Let $T$ be a first-order theory over a language $L$, and let $\mathcal{M}$ be a subclass of the class of models of $T$. As I understand it, if there is no theory $\hat{T}$ over $L$ whose class of models is exactly $\mathcal{M}$, frequently, the "morally correct" reason is that $\mathcal{M}$ is not closed under ultraproducts. However, it is sometimes possible to obtain a simpler proof of non-axiomatisability by compactness or completeness considerations.
Example. Consider the first order theory of fields, and let $\mathcal{M}$ be the class of fields of positive characteristic. Then $\mathcal{M}$ is not axiomatisable in the language of fields since, for example, if we take the ultraproduct of all the finite fields $\mathbb{F}_p$, $p$ prime, we would obtain a field of characteristic 0.
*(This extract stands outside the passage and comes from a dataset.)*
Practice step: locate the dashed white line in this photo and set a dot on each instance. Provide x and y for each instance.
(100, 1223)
We could also prove this directly: if T' is the naïve axiomatisation of fields of characteristic 0 (i.e. the one with one axiom of the form $\underbrace{1 + \cdots + 1}_{n\text{ times}} \ne 0$ for every positive $n \in \mathbb{N}$), and $\hat{T}$ is any axiomatisation of $\mathcal{M}$, then T' \cup \hat{T} is inconsistent, so there is some finite subset which is inconsistent, so there is some finite set $X$ for which $\hat{T}$ proves that there is an $n \in X$ such that $\underbrace{1 + \cdots + 1}_{n\text{ times}} = 0$; but there are fields of positive characteristic other than those $n \in X$ — a contradiction.
Question. Is it in fact always possible to translate a proof of non-axiomatisability using ultraproducts to one using compactness/completeness?